В этом посте я собираюсь обсудить шаблон Double Submit Cookie.
Шаблон cookie с двойной передачей использует файлы cookie для сохранения токенов CSRF и не требует сохранения каких-либо записей токенов в памяти сервера.
При успешном входе пользователя в клиентское приложение сервер создает файл cookie, содержащий токен CSRF, и файл cookie отправляется клиенту вместе с ответом об успешном выполнении. После получения файла cookie клиент получает значение токена CSRF и вставляет его в скрытое поле. Затем клиент прикрепит это значение токена CSRF к каждому запросу, отправляемому на сервер.

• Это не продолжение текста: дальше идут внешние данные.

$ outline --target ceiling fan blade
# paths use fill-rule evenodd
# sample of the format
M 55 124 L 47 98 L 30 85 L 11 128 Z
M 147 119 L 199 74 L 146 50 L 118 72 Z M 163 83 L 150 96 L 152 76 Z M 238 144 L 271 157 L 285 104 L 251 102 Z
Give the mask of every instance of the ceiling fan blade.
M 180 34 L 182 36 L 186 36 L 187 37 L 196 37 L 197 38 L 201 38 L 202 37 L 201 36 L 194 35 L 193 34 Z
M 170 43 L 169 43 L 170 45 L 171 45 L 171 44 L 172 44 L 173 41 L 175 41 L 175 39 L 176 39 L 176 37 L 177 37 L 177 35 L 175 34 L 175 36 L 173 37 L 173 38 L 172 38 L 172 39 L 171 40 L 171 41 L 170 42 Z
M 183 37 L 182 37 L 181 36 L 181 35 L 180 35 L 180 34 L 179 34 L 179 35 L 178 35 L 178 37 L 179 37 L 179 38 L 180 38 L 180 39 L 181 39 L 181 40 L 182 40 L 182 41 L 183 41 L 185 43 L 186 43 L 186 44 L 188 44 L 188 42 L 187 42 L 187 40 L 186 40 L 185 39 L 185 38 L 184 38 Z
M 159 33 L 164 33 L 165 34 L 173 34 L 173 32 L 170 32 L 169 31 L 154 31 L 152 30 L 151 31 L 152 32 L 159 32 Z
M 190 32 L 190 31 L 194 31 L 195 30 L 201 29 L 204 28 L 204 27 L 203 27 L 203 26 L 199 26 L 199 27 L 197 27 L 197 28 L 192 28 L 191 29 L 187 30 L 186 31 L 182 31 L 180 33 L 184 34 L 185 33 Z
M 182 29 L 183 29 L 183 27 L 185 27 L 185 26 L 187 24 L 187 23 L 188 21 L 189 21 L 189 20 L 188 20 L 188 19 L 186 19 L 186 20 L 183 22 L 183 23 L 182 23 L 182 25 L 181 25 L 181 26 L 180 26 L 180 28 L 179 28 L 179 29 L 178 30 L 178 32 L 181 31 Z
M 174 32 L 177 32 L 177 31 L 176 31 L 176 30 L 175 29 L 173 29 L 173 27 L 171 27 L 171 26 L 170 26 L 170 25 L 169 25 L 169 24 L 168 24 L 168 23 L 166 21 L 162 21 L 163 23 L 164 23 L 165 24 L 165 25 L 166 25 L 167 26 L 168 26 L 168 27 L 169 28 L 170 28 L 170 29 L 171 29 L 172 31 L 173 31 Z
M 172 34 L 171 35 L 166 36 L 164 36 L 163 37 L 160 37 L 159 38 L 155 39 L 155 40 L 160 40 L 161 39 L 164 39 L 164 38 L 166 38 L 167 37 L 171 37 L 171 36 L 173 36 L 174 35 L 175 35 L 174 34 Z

Для этого браузер клиента должен запомнить значение токена.
Запросы, сделанные клиентом, содержат токен как в файле cookie, так и в теле запроса. Таким образом, когда сервер получает запрос, он получает два значения токена из файла cookie, а также из тела. Затем он сравнит их, прежде чем предпринимать действия. Если оба значения совпадают, произойдут дальнейшие манипуляции и соответствующий ответ будет отправлен клиенту. В противном случае сервер выдаст ошибку.
Здесь у меня есть пример PHP-приложения, которое реализовано для демонстрации описанного выше процесса шаблона двойной отправки cookie.
Сначала пользователь должен войти в веб-приложение, используя свое имя пользователя и пароль. В моем коде я жестко закодировал учетные данные (username = «admin» / password = «admin123») для демонстрации.
После успешного входа в приложение оно перенаправит вас на страницу перевода денег (counter.php), где вы сможете перевести деньги на другой счет.
В то же время токен CSRF будет сгенерирован и сохранен в файле cookie в браузере. Также будет сгенерирован идентификатор сеанса и установлен как cookie.
Когда страница денежного перевода загружается, она считывает значение cookie, а также значение токена, которое находится в теле, и получает токен CSRF и устанавливает его значение для скрытого текстового поля в форме.
Затем полученные два значения будут сравниваться, если они совпадают друг с другом, будет отображаться сообщение об успехе. Если нет, появится сообщение об ошибке.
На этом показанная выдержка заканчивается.